On this wikipedia page: https://en.wikipedia.org/wiki/Profinite_integer, we find the equation $$\widehat{\mathbb{Z}} = \prod_p \mathbb{Z}_p$$ which says that the profinite completion of the integers equals the product over the various primes of the $p$-adic integers $\mathbb{Z}_p$. Now, I just started reading up on this stuff, but this strikes me as a very strange thing. I would expect to have $\widehat{\mathbb{Z}} \subseteq \prod_p \mathbb{Z}_p$, but not equality. Why am I confused? Well, the definition $$\widehat{\mathbb{Z}} = \lim_\leftarrow \mathbb{Z} /{n\mathbb{Z}}$$ makes me want to think of $\widehat{\mathbb{Z}}$ as a sort of overgroup of all the $\mathbb{Z}/n\mathbb{Z}$, a sort of largest group of formal integers which still manage to have well-defined remainders modulo every integer $n$.

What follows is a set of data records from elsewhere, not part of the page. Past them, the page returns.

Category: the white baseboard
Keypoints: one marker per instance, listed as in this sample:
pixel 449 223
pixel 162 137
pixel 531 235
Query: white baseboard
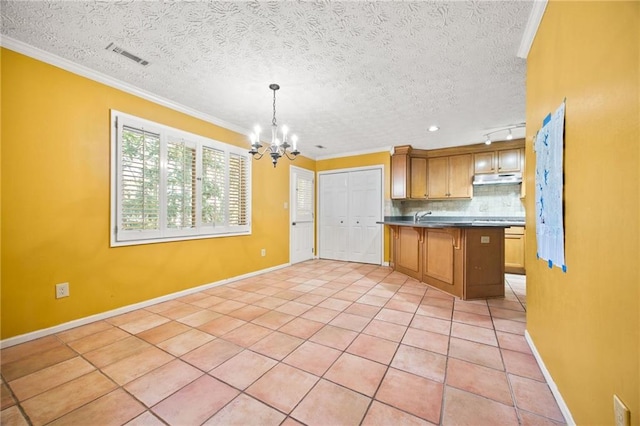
pixel 552 385
pixel 12 341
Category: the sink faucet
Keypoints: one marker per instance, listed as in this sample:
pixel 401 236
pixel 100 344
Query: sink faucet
pixel 420 215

On the other hand, each $\mathbb{Z}_p$ contains a copy of $\mathbb{Z}$ and so, from the equation at the top, we have a copy of $\prod_p \mathbb{Z} \subseteq \widehat{\mathbb{Z}}$. This seems strange. Given a list of integers $x = (x_p) \in \prod_p \mathbb{Z}$, how do I go about extracting the remainders of $x$ modulo various integers?
To ask a more concrete question, consider the element $x = (x_p) \in \prod_p \mathbb{Z} \subseteq \widehat{\mathbb{Z}}$ with $x_2 = m \in \mathbb{Z} \subseteq \mathbb{Z}_2$ and $x_3 = n \in \mathbb{Z} \subseteq \mathbb{Z}_3$ and $x_p =0$ for $p \neq 2,3$. What is the remainder of $x$ in $\mathbb{Z}/6\mathbb{Z}$? Presumably something constructible in terms of $m$ and $n$?
The remainder of your $x$ in the last paragraph modulo $6$ is the unique residue modulo $6$ solving $x\equiv m\pmod 2$ and $x\equiv n\pmod 3$.
In general let $n=p_1^{k_1}\cdots p_r^{k_r}$. Then the remainder of $x=(x_p)$ modulo $n$ is the simultaneous solution of $x\equiv x_{p_j}\pmod{p_j^{k_j}}$ for $j=1,\ldots,r$ (by the Chinese Remainder Theorem).